In ordinary high-school analytic geometry, a (two-dimensional) vector $\boldsymbol{v}$ has components, say $(v_1,v_2)$. While $\boldsymbol{v}$ is a geometrical object, existing free from the confines of any coordinate system, the same is not true for the components $v_1$ and $v_2$—they depend on the choice of the axes and their scales. If you change the coordinate system—say you rotate the axes—then the components change according to a standard formula. We say that $\boldsymbol{v}$ has an invariant meaning, while the components are coordinate dependent. Now in relativity, neither energy nor momentum by themselves have invariant meaning, just like time and space. But if we weld the energy and momentum together, we get a geometric object called a 4-vector that is invariant. That is, if $E$ is the energy and $\boldsymbol{p}=(p_1,p_2,p_3)$ is the momentum, then $(E,p_1,p_2,p_3)$ is the energy–momentum 4-vector. The energy–momentum 4-vector basks in celebrity, being the second most famous 4-vector; the top spot is held by the time-space 4-vector, $(t,x,y,z)$. That's why we say that the energy is the time component of the energy–momentum 4-vector: it occupies the same slot that time does in the time-space 4-vector.

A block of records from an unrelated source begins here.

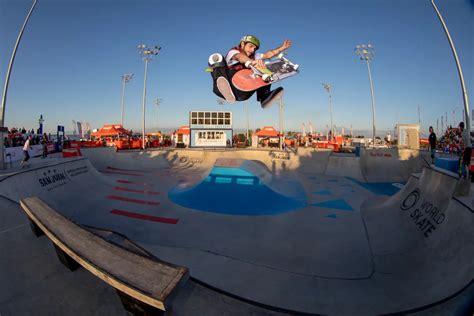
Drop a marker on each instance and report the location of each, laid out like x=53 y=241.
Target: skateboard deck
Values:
x=252 y=79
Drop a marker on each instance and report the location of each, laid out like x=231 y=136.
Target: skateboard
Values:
x=251 y=79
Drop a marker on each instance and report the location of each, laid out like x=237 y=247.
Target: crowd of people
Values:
x=457 y=141
x=17 y=137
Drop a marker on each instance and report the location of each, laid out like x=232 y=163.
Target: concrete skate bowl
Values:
x=345 y=250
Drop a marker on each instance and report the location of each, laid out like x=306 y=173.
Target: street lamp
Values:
x=125 y=79
x=458 y=64
x=157 y=103
x=328 y=89
x=366 y=52
x=3 y=129
x=147 y=55
x=282 y=137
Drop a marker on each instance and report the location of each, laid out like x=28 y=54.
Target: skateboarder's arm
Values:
x=242 y=58
x=269 y=54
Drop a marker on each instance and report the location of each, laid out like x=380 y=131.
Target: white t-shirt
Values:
x=233 y=52
x=27 y=145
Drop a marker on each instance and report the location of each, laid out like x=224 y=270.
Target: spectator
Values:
x=26 y=147
x=44 y=142
x=466 y=150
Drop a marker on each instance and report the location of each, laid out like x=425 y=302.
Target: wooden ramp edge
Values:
x=144 y=279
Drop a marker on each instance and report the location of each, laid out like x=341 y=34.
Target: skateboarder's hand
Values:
x=286 y=44
x=259 y=63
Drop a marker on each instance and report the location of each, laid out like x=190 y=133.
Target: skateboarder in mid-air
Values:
x=240 y=57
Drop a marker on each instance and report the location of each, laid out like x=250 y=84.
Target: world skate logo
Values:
x=52 y=179
x=427 y=216
x=410 y=200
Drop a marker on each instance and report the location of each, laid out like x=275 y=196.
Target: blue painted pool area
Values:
x=238 y=191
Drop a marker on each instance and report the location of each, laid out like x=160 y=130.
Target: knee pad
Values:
x=216 y=60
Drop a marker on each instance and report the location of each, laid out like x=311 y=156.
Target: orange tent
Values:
x=111 y=130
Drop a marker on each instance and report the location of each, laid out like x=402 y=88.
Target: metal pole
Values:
x=123 y=94
x=143 y=104
x=373 y=103
x=5 y=87
x=461 y=78
x=330 y=109
x=280 y=128
x=247 y=122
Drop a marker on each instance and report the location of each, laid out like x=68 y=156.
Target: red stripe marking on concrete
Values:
x=126 y=170
x=135 y=191
x=124 y=173
x=135 y=183
x=145 y=217
x=125 y=199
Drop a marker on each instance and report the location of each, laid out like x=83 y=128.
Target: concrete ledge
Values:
x=152 y=285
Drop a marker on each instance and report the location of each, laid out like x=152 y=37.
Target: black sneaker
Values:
x=225 y=89
x=271 y=97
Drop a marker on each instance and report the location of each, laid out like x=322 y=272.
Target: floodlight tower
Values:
x=125 y=79
x=157 y=103
x=366 y=53
x=329 y=90
x=147 y=55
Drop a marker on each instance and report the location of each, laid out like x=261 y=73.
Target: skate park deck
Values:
x=346 y=246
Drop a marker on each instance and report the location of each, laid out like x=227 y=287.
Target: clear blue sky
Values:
x=73 y=53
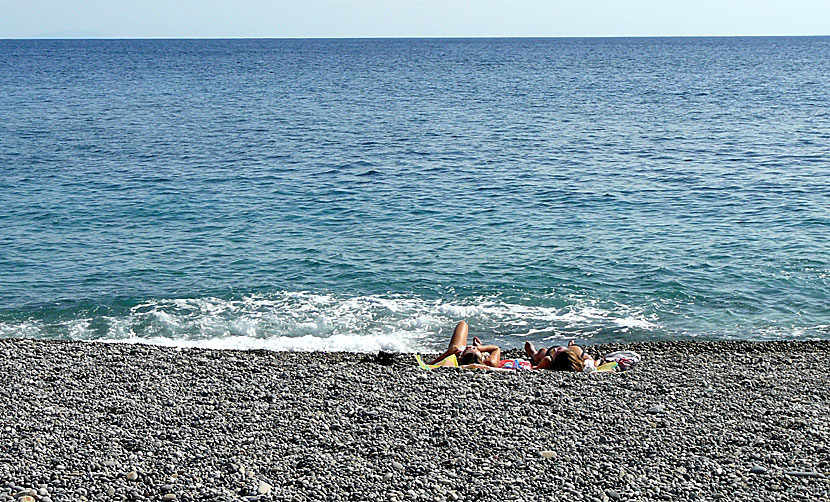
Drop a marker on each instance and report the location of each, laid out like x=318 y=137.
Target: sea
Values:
x=368 y=194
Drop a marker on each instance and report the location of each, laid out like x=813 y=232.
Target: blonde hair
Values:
x=567 y=360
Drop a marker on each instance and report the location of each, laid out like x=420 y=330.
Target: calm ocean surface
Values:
x=366 y=194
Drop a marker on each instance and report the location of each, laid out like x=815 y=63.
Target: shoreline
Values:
x=693 y=421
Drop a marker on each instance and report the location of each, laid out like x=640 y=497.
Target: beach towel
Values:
x=622 y=360
x=448 y=362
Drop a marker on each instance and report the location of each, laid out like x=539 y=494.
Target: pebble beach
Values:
x=693 y=421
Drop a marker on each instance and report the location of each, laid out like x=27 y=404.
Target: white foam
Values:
x=296 y=320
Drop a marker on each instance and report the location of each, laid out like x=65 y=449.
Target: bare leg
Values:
x=533 y=354
x=458 y=341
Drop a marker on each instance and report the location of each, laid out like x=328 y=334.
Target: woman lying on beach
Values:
x=477 y=355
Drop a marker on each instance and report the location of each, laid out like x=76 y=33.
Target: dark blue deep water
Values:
x=359 y=194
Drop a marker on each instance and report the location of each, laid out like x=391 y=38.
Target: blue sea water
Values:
x=365 y=194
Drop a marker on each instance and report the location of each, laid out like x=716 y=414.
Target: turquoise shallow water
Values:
x=364 y=194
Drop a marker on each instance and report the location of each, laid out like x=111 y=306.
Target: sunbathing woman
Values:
x=477 y=355
x=570 y=358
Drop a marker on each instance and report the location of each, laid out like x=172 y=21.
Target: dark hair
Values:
x=567 y=360
x=471 y=357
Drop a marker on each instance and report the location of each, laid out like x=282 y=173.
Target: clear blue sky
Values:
x=414 y=18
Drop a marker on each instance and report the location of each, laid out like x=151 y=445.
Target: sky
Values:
x=414 y=18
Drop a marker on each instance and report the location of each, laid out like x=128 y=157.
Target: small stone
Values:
x=263 y=488
x=657 y=408
x=803 y=474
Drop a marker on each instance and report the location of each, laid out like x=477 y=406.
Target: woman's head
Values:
x=567 y=360
x=471 y=355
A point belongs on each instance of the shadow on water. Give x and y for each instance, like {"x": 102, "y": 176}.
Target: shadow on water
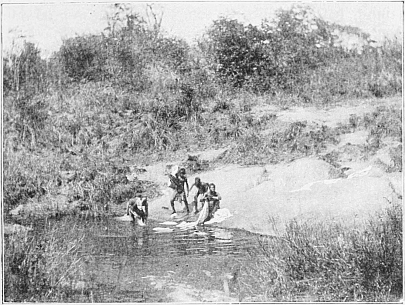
{"x": 128, "y": 263}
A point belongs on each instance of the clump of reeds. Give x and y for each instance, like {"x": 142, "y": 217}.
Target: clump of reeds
{"x": 330, "y": 262}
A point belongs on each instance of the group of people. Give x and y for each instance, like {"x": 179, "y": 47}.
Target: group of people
{"x": 206, "y": 193}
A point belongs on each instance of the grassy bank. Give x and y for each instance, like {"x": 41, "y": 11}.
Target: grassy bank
{"x": 325, "y": 262}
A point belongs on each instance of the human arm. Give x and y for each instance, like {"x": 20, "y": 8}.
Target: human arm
{"x": 217, "y": 197}
{"x": 192, "y": 186}
{"x": 188, "y": 188}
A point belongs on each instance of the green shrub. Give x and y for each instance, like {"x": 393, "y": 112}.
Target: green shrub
{"x": 331, "y": 262}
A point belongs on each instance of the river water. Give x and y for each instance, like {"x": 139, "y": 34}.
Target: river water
{"x": 124, "y": 262}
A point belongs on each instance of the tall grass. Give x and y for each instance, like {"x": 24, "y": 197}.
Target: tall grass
{"x": 44, "y": 266}
{"x": 330, "y": 262}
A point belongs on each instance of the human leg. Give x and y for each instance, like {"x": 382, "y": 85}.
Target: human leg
{"x": 172, "y": 199}
{"x": 184, "y": 198}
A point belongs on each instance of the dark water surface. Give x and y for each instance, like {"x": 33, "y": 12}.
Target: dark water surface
{"x": 128, "y": 263}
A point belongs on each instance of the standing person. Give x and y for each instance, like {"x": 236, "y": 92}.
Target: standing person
{"x": 212, "y": 198}
{"x": 202, "y": 188}
{"x": 137, "y": 208}
{"x": 178, "y": 182}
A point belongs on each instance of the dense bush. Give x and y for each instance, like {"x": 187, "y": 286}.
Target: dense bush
{"x": 318, "y": 262}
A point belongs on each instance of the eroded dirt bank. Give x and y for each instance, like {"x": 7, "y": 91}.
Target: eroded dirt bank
{"x": 262, "y": 199}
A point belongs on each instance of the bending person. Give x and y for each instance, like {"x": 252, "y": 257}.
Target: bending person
{"x": 137, "y": 208}
{"x": 212, "y": 198}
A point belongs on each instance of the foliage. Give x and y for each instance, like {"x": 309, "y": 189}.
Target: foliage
{"x": 43, "y": 267}
{"x": 319, "y": 262}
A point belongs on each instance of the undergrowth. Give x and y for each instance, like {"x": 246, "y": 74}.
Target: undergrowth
{"x": 327, "y": 262}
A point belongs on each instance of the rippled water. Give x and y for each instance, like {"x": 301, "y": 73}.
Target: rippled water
{"x": 125, "y": 262}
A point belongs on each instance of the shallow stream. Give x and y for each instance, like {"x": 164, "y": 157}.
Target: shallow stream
{"x": 124, "y": 262}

If we want to conserve something, it better have an invariant meaning. The energy–momentum 4-vector $p$ fills the bill. Let's consider first the case of flat Minkowski spacetime. Recall from your favorite text on relativity that that the notion of "inertial frame" corresponds to a special kind of coordinate system (Minkowski coordinates, a.k.a. Lorentz coordinates), in which the metric takes the form $-\mathrm{d}t^2+\mathrm{d}x^2+\mathrm{d}y^2+\mathrm{d}z^2$.
Pick an inertial reference frame. Pick a volume $V$ in this frame, and pick two times $t=t_0$ and
$t=t_1$. One formulation of energy–momentum conservation says that the energy–momentum inside $V$
changes only because of energy–momentum flowing across the boundary surface (call it $S$). It is
"conceptually difficult, mathematically easy" to define a quantity $T$ so that the captions on equation
\eqref{equation-1} below are correct. (The quoted phrase comes from Sachs and Wu.)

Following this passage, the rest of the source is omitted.